Overgangsrecht bestaande tanks
Bovengrondse stationaire opslagtanks met vloeibare zuurstof die zijn geïnstalleerd voor 1 januari 2017 voldoen aan paragraaf 4.3 en 4.4 (m.u.v. 4.3.4.2) van de PGS 9:1983.
Inpandig
Een inpandige ruimte voor de stationaire opslagtank met vloeibare zuurstof voldoet aan de volgende voorschriften van de PGS 9:
- 3.13.3: WBDBO 60 min, gasdicht gescheiden, ondergrond bestand tegen extreem lage temperaturen en geen open verbindingen
- 3.13.5: geen andere goederen, stoffen
- 3.13.14: afblaasopeningen blazen af naar een veilige plaats in de buitenlucht
In afwijking van 3.13.3 kan het bevoegde gezag bij maatwerkvoorschrift andere eisen stellen aan de ondergrond van de opslagruimte.

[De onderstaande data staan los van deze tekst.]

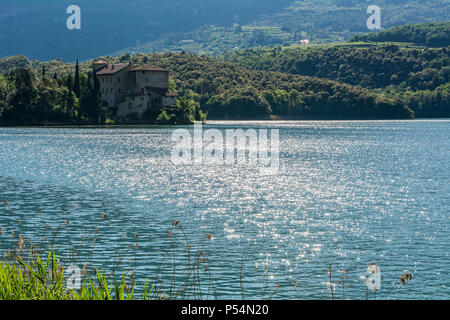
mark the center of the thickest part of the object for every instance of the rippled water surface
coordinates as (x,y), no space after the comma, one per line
(347,194)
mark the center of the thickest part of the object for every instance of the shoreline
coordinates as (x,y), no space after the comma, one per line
(223,121)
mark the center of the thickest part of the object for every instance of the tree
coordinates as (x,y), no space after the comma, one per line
(76,84)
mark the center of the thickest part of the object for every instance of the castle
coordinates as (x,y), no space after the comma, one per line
(132,91)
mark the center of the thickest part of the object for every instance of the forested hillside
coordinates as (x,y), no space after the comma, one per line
(221,89)
(38,30)
(429,34)
(320,21)
(419,77)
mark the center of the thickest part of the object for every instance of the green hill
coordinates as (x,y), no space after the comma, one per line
(320,21)
(419,77)
(428,34)
(227,91)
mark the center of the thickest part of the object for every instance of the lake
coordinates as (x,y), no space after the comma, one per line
(348,193)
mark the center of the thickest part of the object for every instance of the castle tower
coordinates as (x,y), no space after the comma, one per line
(99,65)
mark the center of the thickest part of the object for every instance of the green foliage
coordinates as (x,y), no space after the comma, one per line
(44,280)
(409,75)
(227,91)
(428,34)
(320,21)
(187,111)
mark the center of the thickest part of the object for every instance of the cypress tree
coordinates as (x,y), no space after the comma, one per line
(69,83)
(76,85)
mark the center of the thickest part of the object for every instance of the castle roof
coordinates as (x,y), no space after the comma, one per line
(99,62)
(149,67)
(113,68)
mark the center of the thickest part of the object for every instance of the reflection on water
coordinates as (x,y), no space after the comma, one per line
(348,194)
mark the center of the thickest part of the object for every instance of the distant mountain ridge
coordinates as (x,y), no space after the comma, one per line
(37,29)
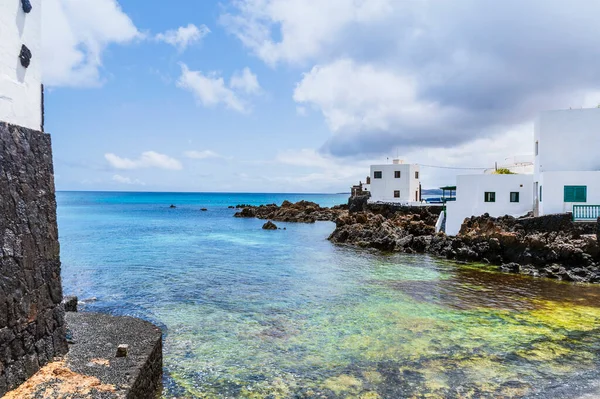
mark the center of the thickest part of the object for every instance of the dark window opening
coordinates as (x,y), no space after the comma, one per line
(489,196)
(25,56)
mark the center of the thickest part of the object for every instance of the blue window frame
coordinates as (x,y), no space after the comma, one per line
(575,193)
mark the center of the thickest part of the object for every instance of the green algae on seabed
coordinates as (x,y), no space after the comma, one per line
(458,332)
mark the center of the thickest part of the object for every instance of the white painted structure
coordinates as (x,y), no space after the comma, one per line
(20,87)
(566,144)
(497,195)
(566,172)
(396,182)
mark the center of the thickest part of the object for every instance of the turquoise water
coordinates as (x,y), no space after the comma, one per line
(249,313)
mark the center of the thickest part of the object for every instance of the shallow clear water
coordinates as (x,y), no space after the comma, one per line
(249,313)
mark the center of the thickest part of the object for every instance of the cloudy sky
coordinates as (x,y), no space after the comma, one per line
(302,95)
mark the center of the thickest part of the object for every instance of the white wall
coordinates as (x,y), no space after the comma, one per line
(470,200)
(568,140)
(20,88)
(553,186)
(383,189)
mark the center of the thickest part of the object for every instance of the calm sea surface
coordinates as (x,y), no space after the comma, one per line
(249,313)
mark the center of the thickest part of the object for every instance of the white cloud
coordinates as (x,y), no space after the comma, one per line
(206,154)
(301,111)
(184,36)
(75,34)
(410,74)
(210,89)
(306,27)
(148,159)
(128,180)
(245,81)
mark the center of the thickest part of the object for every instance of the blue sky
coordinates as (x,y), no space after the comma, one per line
(302,95)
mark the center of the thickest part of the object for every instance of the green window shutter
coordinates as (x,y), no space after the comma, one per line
(575,193)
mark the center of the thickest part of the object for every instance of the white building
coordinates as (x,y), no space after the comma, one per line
(567,162)
(20,63)
(565,178)
(396,182)
(497,195)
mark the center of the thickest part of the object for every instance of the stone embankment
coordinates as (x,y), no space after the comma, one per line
(301,212)
(549,246)
(109,358)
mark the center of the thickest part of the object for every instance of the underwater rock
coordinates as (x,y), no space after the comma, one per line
(269,226)
(527,245)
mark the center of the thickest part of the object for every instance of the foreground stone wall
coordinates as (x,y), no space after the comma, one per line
(32,329)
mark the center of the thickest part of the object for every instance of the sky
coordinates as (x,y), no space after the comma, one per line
(303,95)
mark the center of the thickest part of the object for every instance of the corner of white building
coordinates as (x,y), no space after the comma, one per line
(20,85)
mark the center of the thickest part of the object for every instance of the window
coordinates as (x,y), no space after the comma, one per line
(575,193)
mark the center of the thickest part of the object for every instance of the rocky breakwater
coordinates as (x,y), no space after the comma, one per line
(388,228)
(548,246)
(302,212)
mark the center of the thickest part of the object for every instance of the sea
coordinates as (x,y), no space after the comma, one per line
(277,314)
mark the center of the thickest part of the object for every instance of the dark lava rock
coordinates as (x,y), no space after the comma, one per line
(300,212)
(269,226)
(549,246)
(70,303)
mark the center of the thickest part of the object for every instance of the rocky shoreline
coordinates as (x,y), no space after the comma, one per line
(549,246)
(299,212)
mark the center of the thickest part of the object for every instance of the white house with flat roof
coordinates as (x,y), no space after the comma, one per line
(497,195)
(567,162)
(396,182)
(20,63)
(565,176)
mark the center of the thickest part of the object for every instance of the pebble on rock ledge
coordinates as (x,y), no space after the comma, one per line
(122,350)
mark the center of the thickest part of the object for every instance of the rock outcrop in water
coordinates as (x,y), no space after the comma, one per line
(269,226)
(302,212)
(388,228)
(548,246)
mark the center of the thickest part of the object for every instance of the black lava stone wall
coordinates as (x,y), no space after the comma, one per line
(32,328)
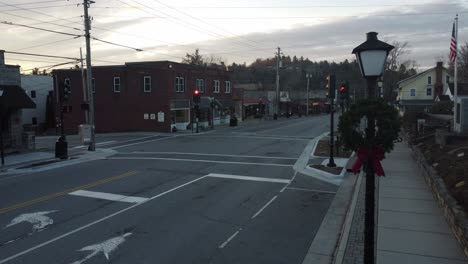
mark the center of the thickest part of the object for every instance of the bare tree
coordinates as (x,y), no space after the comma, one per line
(194,59)
(462,64)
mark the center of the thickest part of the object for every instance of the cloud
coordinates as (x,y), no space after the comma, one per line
(426,28)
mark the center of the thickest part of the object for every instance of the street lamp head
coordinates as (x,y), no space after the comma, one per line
(372,55)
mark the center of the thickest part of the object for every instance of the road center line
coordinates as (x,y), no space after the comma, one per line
(54,195)
(261,209)
(109,196)
(195,160)
(95,222)
(224,244)
(143,142)
(247,178)
(205,154)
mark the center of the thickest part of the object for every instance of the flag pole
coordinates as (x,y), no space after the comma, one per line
(455,75)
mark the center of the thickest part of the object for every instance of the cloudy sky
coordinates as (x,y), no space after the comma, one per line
(237,30)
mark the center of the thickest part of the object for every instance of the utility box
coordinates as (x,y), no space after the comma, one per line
(85,133)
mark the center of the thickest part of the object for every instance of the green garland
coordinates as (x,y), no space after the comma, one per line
(387,125)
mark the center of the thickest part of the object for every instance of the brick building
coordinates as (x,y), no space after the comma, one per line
(148,96)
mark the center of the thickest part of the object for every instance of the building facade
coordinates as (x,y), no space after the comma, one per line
(39,88)
(419,91)
(147,96)
(12,101)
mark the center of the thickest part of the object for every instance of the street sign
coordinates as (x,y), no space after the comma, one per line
(67,109)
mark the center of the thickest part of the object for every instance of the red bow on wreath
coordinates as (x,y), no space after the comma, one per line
(375,155)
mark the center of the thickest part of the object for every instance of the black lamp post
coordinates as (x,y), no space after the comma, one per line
(371,56)
(2,154)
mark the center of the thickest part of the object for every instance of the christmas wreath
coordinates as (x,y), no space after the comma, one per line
(353,125)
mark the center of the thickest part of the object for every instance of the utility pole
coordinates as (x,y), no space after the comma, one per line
(83,80)
(308,76)
(277,80)
(86,4)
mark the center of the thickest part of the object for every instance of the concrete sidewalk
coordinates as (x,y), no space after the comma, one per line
(411,227)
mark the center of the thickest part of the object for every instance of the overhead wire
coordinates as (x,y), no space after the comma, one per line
(46,44)
(204,22)
(177,20)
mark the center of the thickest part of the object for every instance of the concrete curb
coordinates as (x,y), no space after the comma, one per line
(318,174)
(326,242)
(343,241)
(99,154)
(453,212)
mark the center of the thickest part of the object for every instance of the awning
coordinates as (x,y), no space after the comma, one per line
(254,101)
(14,97)
(205,102)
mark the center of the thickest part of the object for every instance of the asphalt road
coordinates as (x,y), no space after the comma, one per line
(226,196)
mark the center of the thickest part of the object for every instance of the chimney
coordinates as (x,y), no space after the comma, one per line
(2,57)
(438,85)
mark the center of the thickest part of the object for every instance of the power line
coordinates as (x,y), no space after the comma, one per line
(198,19)
(39,7)
(42,55)
(48,67)
(115,44)
(37,28)
(45,44)
(43,22)
(185,23)
(35,3)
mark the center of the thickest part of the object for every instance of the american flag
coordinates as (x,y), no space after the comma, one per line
(453,45)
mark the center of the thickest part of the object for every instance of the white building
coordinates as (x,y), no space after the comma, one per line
(37,87)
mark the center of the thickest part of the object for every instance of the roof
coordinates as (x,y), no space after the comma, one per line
(419,74)
(416,102)
(462,88)
(15,97)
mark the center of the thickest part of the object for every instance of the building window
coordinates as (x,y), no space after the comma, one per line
(429,91)
(200,85)
(228,87)
(216,86)
(147,84)
(180,85)
(116,84)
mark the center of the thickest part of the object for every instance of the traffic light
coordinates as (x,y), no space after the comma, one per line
(330,86)
(196,96)
(66,90)
(343,91)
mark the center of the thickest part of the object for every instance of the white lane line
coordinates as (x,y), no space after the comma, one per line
(143,142)
(265,206)
(309,190)
(205,154)
(194,160)
(95,222)
(224,244)
(98,144)
(247,178)
(109,196)
(259,137)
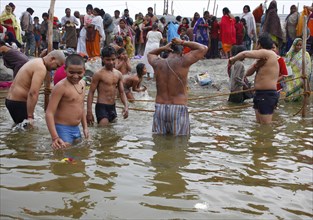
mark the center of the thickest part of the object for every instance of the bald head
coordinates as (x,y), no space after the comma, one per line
(54,59)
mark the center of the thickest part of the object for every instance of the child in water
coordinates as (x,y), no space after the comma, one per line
(67,95)
(132,82)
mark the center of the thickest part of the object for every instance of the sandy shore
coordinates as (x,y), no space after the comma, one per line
(216,69)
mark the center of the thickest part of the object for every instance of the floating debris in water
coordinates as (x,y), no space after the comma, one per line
(202,206)
(21,126)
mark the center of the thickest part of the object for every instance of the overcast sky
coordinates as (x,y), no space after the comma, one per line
(180,7)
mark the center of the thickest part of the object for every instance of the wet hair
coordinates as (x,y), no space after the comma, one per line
(265,41)
(89,6)
(74,59)
(205,13)
(187,20)
(99,11)
(178,49)
(2,43)
(139,69)
(247,7)
(57,54)
(45,14)
(243,21)
(30,10)
(108,51)
(183,29)
(155,26)
(120,51)
(226,11)
(237,49)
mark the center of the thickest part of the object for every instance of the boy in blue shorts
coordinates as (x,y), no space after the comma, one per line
(65,110)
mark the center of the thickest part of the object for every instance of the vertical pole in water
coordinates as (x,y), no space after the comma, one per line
(47,81)
(208,5)
(216,10)
(304,74)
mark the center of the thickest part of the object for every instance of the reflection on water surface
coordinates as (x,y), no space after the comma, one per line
(230,167)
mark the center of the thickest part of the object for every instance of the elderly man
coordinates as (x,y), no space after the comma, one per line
(171,112)
(24,91)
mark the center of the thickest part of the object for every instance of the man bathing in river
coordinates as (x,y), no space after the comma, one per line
(266,96)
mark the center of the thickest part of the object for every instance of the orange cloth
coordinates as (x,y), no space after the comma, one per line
(310,24)
(257,13)
(226,47)
(93,48)
(299,27)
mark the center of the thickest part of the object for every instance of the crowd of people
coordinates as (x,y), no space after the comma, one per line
(168,50)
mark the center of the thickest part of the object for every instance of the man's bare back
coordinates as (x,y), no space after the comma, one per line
(266,75)
(171,73)
(107,85)
(29,79)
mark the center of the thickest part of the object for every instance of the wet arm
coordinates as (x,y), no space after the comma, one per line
(55,98)
(33,93)
(123,96)
(197,51)
(92,89)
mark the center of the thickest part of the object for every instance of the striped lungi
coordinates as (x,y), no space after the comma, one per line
(171,119)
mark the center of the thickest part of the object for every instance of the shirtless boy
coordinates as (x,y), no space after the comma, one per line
(106,81)
(122,63)
(266,96)
(132,82)
(12,58)
(24,91)
(65,110)
(171,112)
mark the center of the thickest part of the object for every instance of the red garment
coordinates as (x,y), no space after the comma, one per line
(180,26)
(215,30)
(239,33)
(282,70)
(59,74)
(227,30)
(8,24)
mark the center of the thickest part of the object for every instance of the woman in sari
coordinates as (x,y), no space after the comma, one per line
(294,60)
(201,29)
(227,32)
(272,23)
(95,31)
(8,20)
(126,33)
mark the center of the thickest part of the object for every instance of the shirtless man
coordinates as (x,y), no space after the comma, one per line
(266,96)
(67,95)
(171,112)
(122,63)
(12,58)
(106,81)
(24,91)
(132,82)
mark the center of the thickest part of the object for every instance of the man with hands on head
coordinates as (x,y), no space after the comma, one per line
(171,74)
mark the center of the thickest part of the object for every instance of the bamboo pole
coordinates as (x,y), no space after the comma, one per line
(47,81)
(304,74)
(208,5)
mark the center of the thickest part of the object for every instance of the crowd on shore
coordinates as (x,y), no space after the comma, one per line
(168,50)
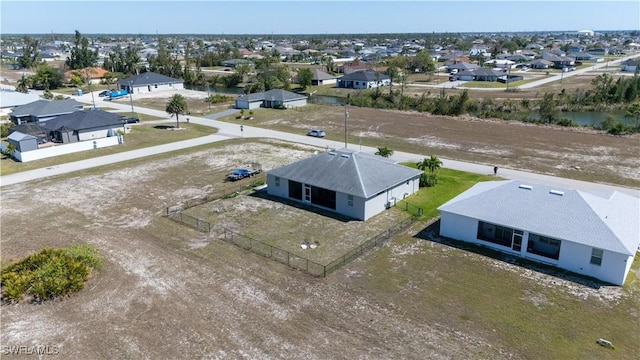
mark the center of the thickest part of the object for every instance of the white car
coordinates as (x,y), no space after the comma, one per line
(316,133)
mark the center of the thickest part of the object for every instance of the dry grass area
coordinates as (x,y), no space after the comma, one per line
(577,153)
(167,291)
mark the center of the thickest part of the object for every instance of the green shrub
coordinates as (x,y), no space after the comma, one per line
(49,273)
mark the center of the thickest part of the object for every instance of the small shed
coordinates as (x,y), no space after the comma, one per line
(23,142)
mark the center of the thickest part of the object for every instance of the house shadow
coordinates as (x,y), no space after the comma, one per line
(163,127)
(432,231)
(262,194)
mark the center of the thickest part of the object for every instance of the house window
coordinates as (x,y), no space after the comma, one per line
(596,256)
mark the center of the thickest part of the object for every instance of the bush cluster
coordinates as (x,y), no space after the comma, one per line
(49,273)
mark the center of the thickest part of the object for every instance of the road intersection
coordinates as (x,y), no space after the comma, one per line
(230,131)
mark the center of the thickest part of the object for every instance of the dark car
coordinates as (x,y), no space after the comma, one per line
(316,133)
(131,120)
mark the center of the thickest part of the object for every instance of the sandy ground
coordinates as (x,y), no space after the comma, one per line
(170,292)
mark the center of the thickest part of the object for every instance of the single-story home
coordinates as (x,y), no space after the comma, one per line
(540,64)
(236,62)
(500,63)
(461,66)
(150,81)
(84,125)
(630,65)
(350,183)
(322,78)
(363,80)
(93,75)
(11,98)
(273,98)
(593,234)
(43,110)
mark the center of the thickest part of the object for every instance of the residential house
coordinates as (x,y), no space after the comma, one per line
(83,125)
(150,81)
(630,65)
(11,98)
(462,66)
(540,64)
(43,110)
(93,75)
(363,80)
(322,78)
(350,183)
(275,98)
(593,234)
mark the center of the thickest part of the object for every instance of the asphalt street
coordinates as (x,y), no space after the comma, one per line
(230,131)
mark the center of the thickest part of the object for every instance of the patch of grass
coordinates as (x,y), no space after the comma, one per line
(141,136)
(450,184)
(50,273)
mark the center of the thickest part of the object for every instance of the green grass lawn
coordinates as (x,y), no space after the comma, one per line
(450,184)
(141,136)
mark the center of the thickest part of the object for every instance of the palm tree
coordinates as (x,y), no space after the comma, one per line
(177,105)
(384,151)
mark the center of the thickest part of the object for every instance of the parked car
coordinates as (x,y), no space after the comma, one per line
(131,120)
(239,174)
(316,133)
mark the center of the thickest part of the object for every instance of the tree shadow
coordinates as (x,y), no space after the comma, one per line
(432,231)
(262,194)
(164,127)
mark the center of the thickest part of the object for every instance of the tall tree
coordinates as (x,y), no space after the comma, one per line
(177,106)
(30,53)
(81,56)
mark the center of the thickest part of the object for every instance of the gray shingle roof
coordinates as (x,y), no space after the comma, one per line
(346,171)
(610,221)
(47,107)
(84,120)
(364,76)
(274,94)
(148,78)
(321,75)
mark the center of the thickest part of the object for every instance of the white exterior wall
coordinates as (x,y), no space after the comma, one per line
(356,211)
(66,149)
(459,227)
(295,103)
(96,134)
(577,258)
(573,257)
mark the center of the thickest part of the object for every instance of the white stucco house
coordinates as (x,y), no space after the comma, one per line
(363,80)
(596,235)
(350,183)
(150,81)
(273,98)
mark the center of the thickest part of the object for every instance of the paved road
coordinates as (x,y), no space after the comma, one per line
(230,131)
(453,84)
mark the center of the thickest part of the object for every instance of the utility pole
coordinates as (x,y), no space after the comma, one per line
(346,115)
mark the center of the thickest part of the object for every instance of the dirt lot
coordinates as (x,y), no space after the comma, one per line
(167,291)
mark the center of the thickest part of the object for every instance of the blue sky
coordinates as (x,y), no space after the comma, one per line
(314,17)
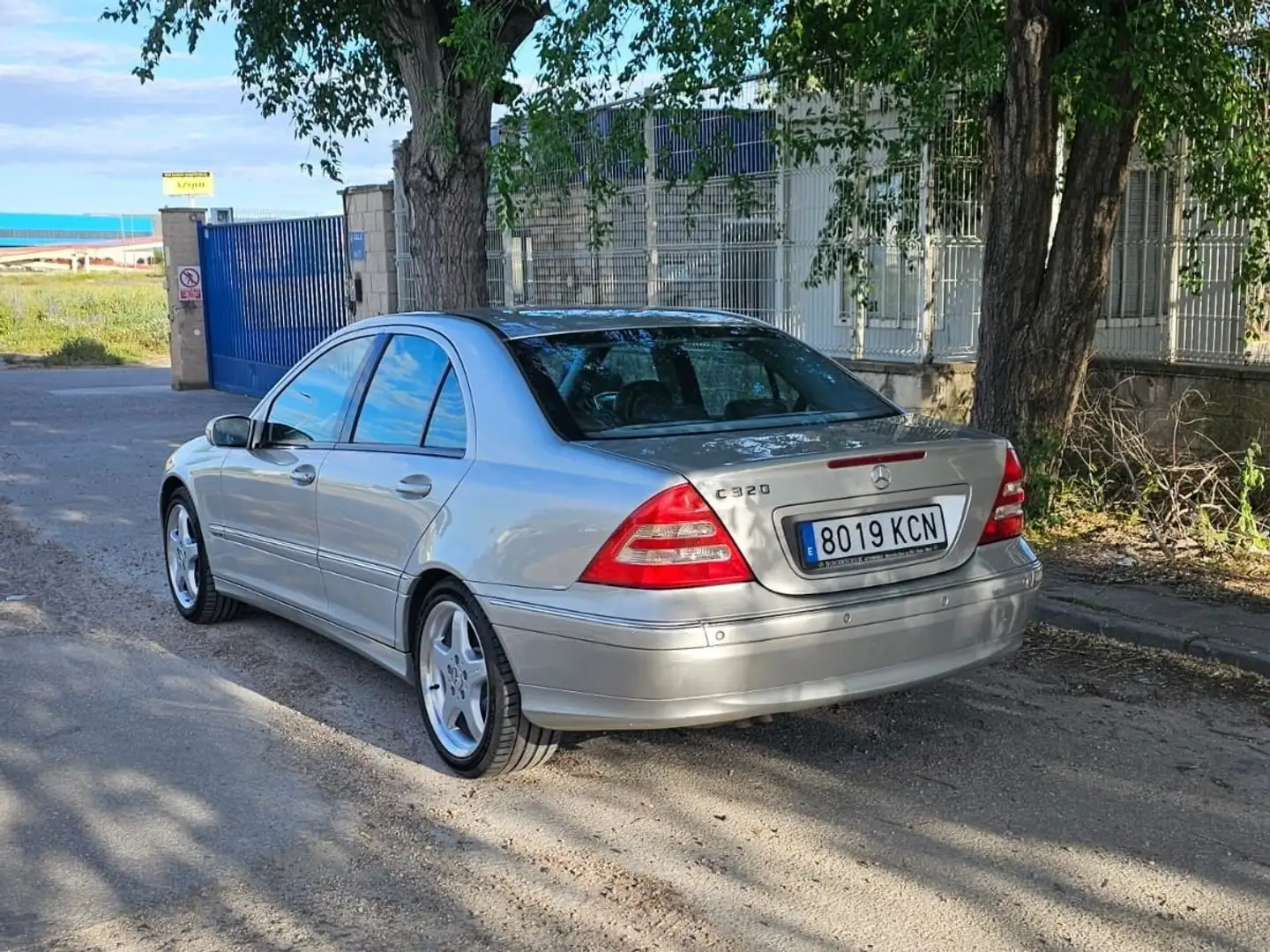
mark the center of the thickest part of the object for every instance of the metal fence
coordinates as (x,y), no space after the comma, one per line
(746,240)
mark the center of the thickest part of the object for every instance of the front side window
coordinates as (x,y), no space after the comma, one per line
(401,392)
(310,409)
(687,380)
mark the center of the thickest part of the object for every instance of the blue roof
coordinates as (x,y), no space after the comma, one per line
(22,228)
(733,143)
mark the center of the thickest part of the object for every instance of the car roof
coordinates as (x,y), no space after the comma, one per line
(514,323)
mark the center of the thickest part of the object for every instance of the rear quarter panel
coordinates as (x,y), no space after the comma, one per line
(534,509)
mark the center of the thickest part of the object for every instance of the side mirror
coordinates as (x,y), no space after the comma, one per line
(231,432)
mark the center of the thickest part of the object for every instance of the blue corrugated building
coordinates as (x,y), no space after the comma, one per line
(23,230)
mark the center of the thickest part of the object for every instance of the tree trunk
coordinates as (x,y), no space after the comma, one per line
(1042,301)
(447,197)
(1019,204)
(442,160)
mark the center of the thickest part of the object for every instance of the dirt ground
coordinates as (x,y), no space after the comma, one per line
(256,787)
(1081,796)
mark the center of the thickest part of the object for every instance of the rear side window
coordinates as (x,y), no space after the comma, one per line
(687,380)
(400,395)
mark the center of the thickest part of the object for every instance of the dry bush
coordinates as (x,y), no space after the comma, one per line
(1165,469)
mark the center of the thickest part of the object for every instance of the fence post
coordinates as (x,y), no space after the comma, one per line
(925,234)
(187,340)
(370,236)
(652,256)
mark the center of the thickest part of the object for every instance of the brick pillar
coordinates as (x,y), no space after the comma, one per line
(187,322)
(370,235)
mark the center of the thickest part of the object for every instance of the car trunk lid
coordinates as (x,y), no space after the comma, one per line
(845,505)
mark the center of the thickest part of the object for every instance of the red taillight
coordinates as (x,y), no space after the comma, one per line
(1006,519)
(673,541)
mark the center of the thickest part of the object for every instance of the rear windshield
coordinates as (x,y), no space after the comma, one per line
(628,383)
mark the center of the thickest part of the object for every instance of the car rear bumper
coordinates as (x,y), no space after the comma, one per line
(585,673)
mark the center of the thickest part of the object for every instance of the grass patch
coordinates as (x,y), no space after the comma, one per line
(84,319)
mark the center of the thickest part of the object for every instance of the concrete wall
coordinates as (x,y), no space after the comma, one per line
(937,390)
(372,279)
(1237,398)
(188,340)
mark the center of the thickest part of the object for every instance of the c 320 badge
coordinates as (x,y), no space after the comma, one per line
(758,489)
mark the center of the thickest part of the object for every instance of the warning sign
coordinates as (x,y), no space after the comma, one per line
(190,283)
(187,183)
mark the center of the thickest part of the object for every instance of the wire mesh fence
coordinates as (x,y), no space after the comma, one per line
(752,236)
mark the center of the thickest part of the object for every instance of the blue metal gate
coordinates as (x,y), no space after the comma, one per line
(272,290)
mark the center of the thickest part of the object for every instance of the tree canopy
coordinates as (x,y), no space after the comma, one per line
(1183,81)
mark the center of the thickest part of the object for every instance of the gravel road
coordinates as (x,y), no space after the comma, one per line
(254,787)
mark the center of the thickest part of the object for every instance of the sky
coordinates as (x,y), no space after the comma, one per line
(80,133)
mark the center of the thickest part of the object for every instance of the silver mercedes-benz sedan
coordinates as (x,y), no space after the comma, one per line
(598,519)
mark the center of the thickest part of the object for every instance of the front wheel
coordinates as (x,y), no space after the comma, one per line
(467,695)
(190,579)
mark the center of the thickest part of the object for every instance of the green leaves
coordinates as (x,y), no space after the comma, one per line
(322,63)
(865,86)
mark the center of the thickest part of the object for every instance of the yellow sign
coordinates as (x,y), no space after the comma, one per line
(187,183)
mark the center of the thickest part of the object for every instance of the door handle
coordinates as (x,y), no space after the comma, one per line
(415,487)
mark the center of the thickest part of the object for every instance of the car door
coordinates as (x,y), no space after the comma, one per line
(378,492)
(268,525)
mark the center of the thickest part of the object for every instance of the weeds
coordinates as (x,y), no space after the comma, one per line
(1162,471)
(84,319)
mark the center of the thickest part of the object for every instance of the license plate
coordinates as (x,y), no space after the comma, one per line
(830,544)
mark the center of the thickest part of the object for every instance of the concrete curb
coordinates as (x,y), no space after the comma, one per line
(1076,617)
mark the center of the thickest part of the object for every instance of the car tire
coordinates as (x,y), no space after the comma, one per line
(508,741)
(190,577)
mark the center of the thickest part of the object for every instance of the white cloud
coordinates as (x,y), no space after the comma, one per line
(22,13)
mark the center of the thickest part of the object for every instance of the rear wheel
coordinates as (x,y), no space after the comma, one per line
(467,695)
(190,579)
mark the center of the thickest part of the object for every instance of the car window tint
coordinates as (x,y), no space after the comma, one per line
(311,407)
(449,426)
(689,378)
(395,409)
(729,374)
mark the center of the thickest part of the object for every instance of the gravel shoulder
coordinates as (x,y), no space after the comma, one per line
(1082,796)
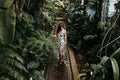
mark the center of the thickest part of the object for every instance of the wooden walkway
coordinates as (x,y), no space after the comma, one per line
(62,72)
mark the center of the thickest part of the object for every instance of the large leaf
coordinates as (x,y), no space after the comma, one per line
(37,75)
(115,53)
(104,60)
(7,25)
(6,3)
(115,68)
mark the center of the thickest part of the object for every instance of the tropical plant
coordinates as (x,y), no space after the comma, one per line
(99,71)
(29,46)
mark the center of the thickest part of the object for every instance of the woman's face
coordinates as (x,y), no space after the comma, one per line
(61,25)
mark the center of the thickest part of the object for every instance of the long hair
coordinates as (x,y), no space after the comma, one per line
(59,27)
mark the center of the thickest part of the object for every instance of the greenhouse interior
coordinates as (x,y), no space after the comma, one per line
(59,40)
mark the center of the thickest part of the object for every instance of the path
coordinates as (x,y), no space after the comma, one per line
(62,72)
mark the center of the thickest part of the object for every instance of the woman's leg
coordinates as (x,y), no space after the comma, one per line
(60,54)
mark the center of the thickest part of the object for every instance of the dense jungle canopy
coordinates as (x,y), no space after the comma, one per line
(92,31)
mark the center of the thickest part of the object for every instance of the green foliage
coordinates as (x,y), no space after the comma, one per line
(11,62)
(6,3)
(29,45)
(100,69)
(7,25)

Externe veiligheidsafstanden
Het Activiteitenbesluit geeft in artikel 4.5 lid 2 de afstanden voor twee of meer bovengrondse opslagtanks tot (beperkt) kwetsbare objecten. Als er binnen een afstand van 10 meter van een zuurstoftank een andere opslagtank voor propaan, propeen, zuurstof, koolzuur, argon, helium of stikstof aanwezig is, dan moet de afstand tussen de zuurstoftank en een (beperkt) kwetsbaar object minimaal 20 meter zijn.